Hey guys! So I had this random thought today, why not try to build a machine learning algorithm from scratch? I figured it'd be cool to implement K-Nearest Neighbors and see how it goes. In this blog post I'm gonna walk you through my attempt. If you spot any errors in my explanation or code, please let me know :)

So yeah, KNN is a simple yet powerful machine learning algorithm used for both classification and regression tasks. Read more here.

PS: I picked KNN because it's relatively simple but still super useful.

Core idea of the algorithm

The core idea behind KNN is straightforward:

  1. When given a new data point to classify or predict, KNN looks at the 'K' closest points in the training dataset.
  2. For classification, it assigns the most common class among these K neighbors.
  3. For regression, it calculates the average value of these K neighbors.

Python Implementation

Alright, let's dive into the code!
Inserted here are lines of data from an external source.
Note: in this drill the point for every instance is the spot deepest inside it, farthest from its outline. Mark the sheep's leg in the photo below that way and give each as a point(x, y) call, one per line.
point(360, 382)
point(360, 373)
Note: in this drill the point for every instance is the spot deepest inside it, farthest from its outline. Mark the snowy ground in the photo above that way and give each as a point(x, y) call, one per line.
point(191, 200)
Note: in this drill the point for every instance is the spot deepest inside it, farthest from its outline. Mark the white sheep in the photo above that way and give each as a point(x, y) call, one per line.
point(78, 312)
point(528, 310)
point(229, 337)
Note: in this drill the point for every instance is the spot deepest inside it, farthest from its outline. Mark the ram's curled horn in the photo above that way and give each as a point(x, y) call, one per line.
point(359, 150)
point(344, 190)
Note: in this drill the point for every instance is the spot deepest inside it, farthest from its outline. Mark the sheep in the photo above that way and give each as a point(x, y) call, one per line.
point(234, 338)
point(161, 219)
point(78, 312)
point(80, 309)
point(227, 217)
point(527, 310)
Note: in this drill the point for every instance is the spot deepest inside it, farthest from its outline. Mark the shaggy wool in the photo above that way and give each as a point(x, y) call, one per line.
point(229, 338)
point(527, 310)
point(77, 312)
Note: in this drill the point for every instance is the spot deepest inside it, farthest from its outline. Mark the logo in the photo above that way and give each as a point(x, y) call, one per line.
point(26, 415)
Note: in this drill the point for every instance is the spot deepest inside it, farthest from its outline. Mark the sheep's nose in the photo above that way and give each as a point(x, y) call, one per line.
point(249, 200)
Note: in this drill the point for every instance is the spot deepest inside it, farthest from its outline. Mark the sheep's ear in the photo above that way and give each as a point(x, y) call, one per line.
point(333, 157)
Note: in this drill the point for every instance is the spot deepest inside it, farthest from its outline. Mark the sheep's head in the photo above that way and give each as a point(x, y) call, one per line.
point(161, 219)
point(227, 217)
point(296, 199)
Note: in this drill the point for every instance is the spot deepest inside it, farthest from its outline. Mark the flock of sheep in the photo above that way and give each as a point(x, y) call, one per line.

Let's build our KNN from scratch, woohoo let's get coding!

First things first, we need some built-in Python modules and numpy:

import math
import numpy as np
from collections import Counter

Calculating the euclidian distance:

def euclidean_distance(x1, x2):
    return math.sqrt(np.sum((x1 - x2) ** 2))

This function takes two points and tells us how far apart they are.

KNN class

class KNN:
    def __init__(self, k=3):
        self.k = k

We start by initializing our class. The k parameter is how many neighbors we want to look at. We're setting a default of 3, but feel free to change it!

def fit(self, X, y):
        self.X_train = X
        self.y_train = y

The fit method is just storing our training data.

def _predict(self, x):
     # Compute distances between x and all examples in the training set
     distances = [euclidean_distance(x, x_train) for x_train in self.X_train]

     # Sort by distance and return indices of the first k neighbors
     k_idx = np.argsort(distances)[:self.k]

     # Extract the labels of the k nearest neighbor training samples
     knn_labels = [self.y_train[i] for i in k_idx]  

     # return the most common class label
     most_common = Counter(knn_labels).most_common(1)
     return most_common[0][0]

So let me explain this one by one ,

  1. We calculate the distance between our point and all training points.
  2. We find the k closest points.
  3. We look at the labels of these k points.
  4. We return the most common label. That's our prediction!
def predict(self, X):
     y_pred = [self._predict(x) for x in X]
     return np.array(y_pred)

And there we have it! Pretty cool, huh?

Conclusion

This KNN implementation might not be as optimized as the ones you'll find in libraries, but it gets the job done and, more importantly, helps you understand what's really going on under the hood.You can find the full implementation on GitHub.

Feel free to clone it, play around with it make it your own. Happy coding! :)